I am not talking about naked ignorance as might be found in an isolated tribe that may not know, for instance, the approximate distance of the earth from the sun, or the moon from the earth. I am, instead, questioning the thinking among educated Africans, thinking which ignores the effects predicated on the known forces of nature that were the subjects of our basic, formal, and elementary education.
Beliefs may be different from culture to culture, but knowledge is what mankind has in common. To that end nearly every culture has contributed to the body of knowledge that has made possible some scientific achievements by which we have eased our physical burden while at the same time multiplying our productive output. All this was made possible by knowledge we found haphazardly, systematically, and accidentally over the course of our human existence. The ability to write - another thing we found along the way - makes it possible to store the knowledge so that it can be used without the sweat that went into finding it.
Yet, it seems to me that we Africans have a knack for taking a laborious and often useless detour from the beaten path to established facts about the universe. The sad thing is that it is often not for want of schooling that we spend so much time thinking in ways that are countered to established knowledge. For instance, we have African Ph.Ds from Western academies who believe in something they call "African Science."
Although I mentioned that an isolated African tribe might be among the best candidates for any form of ignorance, that, in fact, is not the rule. The most intelligent man Ive ever known was Dweh Wlajlo Teh, my father. He was an uneducated tribal person. Lacking the ability to tap into the pool of knowledge that was in existence, he rediscovered many phenomena and sought to put them to some practical use. More than what he discovered, it was the way he thought that impressed me the most. His thinking influenced me even before I started modern schooling at age 12.
My father reached many wrong conclusions, but his deductive methods could be ranked with those of many of the early scientists who laid the foundation for modern science.
We continue our search for knowledge, but further exploration must take into account what we already know and what we dont know. What we know so far has enabled us, for instance, to conquer the burden of gravity to place instruments into orbit around the earth. Before that happened, we tried to take stock of what the physical universe is made of. We have determined that there are a number of elements that form all of existing matter a rock, a tree, a person, distant stars and galaxies are all made of these things in some combinations.
Some primordial permutations of the elements produced the life form that has given us intellectual awareness as humans. We as humans claim that we are the highest form of life, at least on earth. For that we are aware of substances of biochemical nature, molecular agitations that produce chemical changes. We have knowledge enough to predict, produce, and harness some of the changes to protect ourselves and our environment.

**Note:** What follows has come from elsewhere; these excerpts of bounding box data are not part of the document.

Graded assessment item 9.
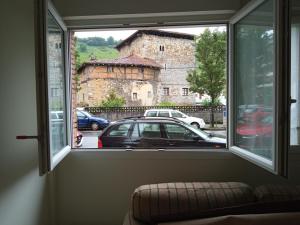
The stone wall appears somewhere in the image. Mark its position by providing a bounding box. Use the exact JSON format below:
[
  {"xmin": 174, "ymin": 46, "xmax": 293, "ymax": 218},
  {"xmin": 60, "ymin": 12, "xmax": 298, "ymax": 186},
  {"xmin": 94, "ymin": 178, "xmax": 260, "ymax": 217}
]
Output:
[
  {"xmin": 120, "ymin": 34, "xmax": 195, "ymax": 104},
  {"xmin": 94, "ymin": 111, "xmax": 223, "ymax": 124},
  {"xmin": 77, "ymin": 66, "xmax": 159, "ymax": 106}
]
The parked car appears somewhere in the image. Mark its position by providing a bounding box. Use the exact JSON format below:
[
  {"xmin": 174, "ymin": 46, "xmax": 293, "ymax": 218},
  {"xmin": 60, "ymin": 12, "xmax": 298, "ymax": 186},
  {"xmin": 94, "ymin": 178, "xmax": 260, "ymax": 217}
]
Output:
[
  {"xmin": 144, "ymin": 109, "xmax": 205, "ymax": 129},
  {"xmin": 98, "ymin": 117, "xmax": 226, "ymax": 149},
  {"xmin": 238, "ymin": 105, "xmax": 272, "ymax": 121},
  {"xmin": 76, "ymin": 110, "xmax": 110, "ymax": 130},
  {"xmin": 76, "ymin": 131, "xmax": 82, "ymax": 147},
  {"xmin": 236, "ymin": 115, "xmax": 273, "ymax": 147}
]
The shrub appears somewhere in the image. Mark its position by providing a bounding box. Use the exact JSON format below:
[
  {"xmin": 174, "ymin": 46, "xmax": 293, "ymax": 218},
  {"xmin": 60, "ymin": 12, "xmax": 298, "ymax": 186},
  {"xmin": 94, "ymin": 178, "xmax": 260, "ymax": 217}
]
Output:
[
  {"xmin": 100, "ymin": 90, "xmax": 126, "ymax": 107},
  {"xmin": 200, "ymin": 98, "xmax": 222, "ymax": 107}
]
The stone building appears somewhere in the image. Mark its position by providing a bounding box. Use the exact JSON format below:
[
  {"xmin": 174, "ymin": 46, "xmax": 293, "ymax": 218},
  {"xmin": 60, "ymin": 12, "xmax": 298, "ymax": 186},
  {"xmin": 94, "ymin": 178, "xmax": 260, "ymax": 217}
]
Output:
[
  {"xmin": 116, "ymin": 30, "xmax": 196, "ymax": 104},
  {"xmin": 77, "ymin": 30, "xmax": 196, "ymax": 106},
  {"xmin": 77, "ymin": 54, "xmax": 161, "ymax": 106}
]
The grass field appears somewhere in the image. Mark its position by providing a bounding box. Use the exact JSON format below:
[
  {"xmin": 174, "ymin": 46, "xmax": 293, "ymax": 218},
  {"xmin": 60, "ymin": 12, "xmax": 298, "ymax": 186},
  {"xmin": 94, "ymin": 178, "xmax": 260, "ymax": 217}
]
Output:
[{"xmin": 77, "ymin": 46, "xmax": 119, "ymax": 65}]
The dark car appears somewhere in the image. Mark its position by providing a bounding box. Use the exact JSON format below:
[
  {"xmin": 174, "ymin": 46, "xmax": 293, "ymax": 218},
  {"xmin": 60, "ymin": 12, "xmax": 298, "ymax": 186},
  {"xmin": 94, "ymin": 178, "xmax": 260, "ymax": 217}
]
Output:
[
  {"xmin": 98, "ymin": 117, "xmax": 226, "ymax": 149},
  {"xmin": 76, "ymin": 110, "xmax": 110, "ymax": 130}
]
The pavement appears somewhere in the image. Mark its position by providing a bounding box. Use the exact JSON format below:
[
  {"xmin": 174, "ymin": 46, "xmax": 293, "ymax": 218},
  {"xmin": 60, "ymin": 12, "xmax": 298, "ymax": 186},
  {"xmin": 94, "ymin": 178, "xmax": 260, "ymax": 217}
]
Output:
[{"xmin": 80, "ymin": 129, "xmax": 227, "ymax": 149}]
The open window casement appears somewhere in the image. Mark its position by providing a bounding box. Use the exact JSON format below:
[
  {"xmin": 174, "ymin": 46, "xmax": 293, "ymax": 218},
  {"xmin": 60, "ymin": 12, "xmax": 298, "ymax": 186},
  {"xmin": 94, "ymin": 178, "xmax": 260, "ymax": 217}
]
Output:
[
  {"xmin": 228, "ymin": 0, "xmax": 289, "ymax": 175},
  {"xmin": 36, "ymin": 0, "xmax": 71, "ymax": 175}
]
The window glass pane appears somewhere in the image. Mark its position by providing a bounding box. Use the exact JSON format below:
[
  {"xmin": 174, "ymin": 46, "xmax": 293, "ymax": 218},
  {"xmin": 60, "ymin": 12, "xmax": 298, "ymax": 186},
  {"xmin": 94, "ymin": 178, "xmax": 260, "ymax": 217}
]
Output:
[
  {"xmin": 171, "ymin": 112, "xmax": 183, "ymax": 118},
  {"xmin": 139, "ymin": 123, "xmax": 161, "ymax": 138},
  {"xmin": 158, "ymin": 111, "xmax": 170, "ymax": 117},
  {"xmin": 131, "ymin": 123, "xmax": 140, "ymax": 138},
  {"xmin": 47, "ymin": 13, "xmax": 67, "ymax": 155},
  {"xmin": 107, "ymin": 123, "xmax": 131, "ymax": 137},
  {"xmin": 290, "ymin": 0, "xmax": 300, "ymax": 145},
  {"xmin": 234, "ymin": 0, "xmax": 275, "ymax": 160},
  {"xmin": 146, "ymin": 111, "xmax": 157, "ymax": 117},
  {"xmin": 165, "ymin": 124, "xmax": 196, "ymax": 140}
]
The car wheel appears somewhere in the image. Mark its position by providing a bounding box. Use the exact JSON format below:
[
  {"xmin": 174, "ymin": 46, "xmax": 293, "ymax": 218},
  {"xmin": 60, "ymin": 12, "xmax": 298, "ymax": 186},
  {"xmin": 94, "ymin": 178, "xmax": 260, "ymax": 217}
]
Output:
[
  {"xmin": 191, "ymin": 122, "xmax": 200, "ymax": 129},
  {"xmin": 91, "ymin": 123, "xmax": 99, "ymax": 130}
]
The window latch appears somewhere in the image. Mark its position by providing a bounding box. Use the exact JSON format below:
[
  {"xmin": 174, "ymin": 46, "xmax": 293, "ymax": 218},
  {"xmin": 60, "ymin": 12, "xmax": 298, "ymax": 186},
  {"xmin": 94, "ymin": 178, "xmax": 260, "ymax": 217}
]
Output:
[
  {"xmin": 290, "ymin": 98, "xmax": 297, "ymax": 104},
  {"xmin": 16, "ymin": 135, "xmax": 39, "ymax": 140}
]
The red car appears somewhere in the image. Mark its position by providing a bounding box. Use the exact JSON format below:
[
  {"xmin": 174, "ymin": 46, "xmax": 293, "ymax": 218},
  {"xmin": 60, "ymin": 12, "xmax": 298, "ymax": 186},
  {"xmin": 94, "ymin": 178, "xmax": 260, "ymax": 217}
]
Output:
[
  {"xmin": 236, "ymin": 113, "xmax": 273, "ymax": 148},
  {"xmin": 242, "ymin": 106, "xmax": 272, "ymax": 121}
]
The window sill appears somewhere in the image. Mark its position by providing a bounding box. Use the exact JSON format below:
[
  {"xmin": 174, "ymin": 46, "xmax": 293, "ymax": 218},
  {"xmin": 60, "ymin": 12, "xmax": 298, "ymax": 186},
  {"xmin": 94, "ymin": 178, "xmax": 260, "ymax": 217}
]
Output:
[{"xmin": 71, "ymin": 149, "xmax": 238, "ymax": 160}]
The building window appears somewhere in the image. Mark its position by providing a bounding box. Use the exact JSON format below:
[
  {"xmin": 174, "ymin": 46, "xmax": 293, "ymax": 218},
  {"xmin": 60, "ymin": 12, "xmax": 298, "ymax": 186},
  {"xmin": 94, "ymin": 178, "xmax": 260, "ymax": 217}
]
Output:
[
  {"xmin": 138, "ymin": 67, "xmax": 144, "ymax": 73},
  {"xmin": 132, "ymin": 92, "xmax": 137, "ymax": 100},
  {"xmin": 51, "ymin": 88, "xmax": 60, "ymax": 97},
  {"xmin": 182, "ymin": 88, "xmax": 189, "ymax": 96},
  {"xmin": 163, "ymin": 88, "xmax": 170, "ymax": 96},
  {"xmin": 107, "ymin": 66, "xmax": 114, "ymax": 73}
]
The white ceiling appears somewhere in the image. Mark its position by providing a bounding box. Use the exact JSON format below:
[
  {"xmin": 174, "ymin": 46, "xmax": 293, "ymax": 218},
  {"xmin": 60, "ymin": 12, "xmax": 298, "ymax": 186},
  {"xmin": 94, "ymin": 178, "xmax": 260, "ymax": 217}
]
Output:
[{"xmin": 53, "ymin": 0, "xmax": 249, "ymax": 28}]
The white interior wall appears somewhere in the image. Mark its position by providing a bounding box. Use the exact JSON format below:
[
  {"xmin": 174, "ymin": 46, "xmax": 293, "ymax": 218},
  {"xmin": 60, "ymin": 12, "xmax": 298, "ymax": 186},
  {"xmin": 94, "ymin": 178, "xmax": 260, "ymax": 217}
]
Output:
[
  {"xmin": 55, "ymin": 150, "xmax": 300, "ymax": 225},
  {"xmin": 0, "ymin": 0, "xmax": 49, "ymax": 225}
]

Outside of the palpable matter, we have other phenomena like light, electricity, magnetic fields, sound and radio waves, etc. We have found ways to use these elements and forces to channel or propagate and receive sound and vision. Some other things, like the weather, we do not yet have control over, but we have some abilities in, for instance, predicting the weather so that we may get out of its way when necessary.
At the very least this is where the rest of the world is. Where are we Africans?
The languages we speak give some clues about the evolutionary distance we have traveled to arrive at the knowledge we have accumulated so far. From studying languages, we can tell that our first impressions about the physical world were almost always wrong. Thats understandable.
One good example is that, in many African languages, the mind, as an abstract of brain functions, at first chose the heart as the organ for hosting the thinking faculty. For instance, in my native Grebo language, "I forgot it," is roughly translated, "It fell off my heart." A brave man has a thick heart, and to love is to hurt in the heart for someone. However, if you have a big heart, you are greedy.
Even after English penetrated the interior of my native Liberia, the notion that thinking could be done in the head was strange for some time among tribal people who were learning to think in English. But I was surprised to discover that what I thought was peculiar to my native language was in fact much more universal in Africa.
For instance, when, in 1967, Dr. Christian Barnard of South Africa performed the first successful human-to-human heart transplant, some of the letters he received from some African listeners of some South African radio stations asked Dr. Barnard, "Can you give me a brave heart?" That got me thinking that a person with a new heart might very well not remember his own past, if the theory that the heart is the host organ for thinking should hold.
That was then. Now we have cell phones and the Internet; we have jetliners that exceed the speed of sound; we have luxury ocean liners built like cities, etc. These achievements are the direct result of knowledge acquired through the collective ingenuity of humanity. So why are we Africans still haunted by ghosts, witches, and other paranormal agents after we have acquired the best education available in the industrialized world?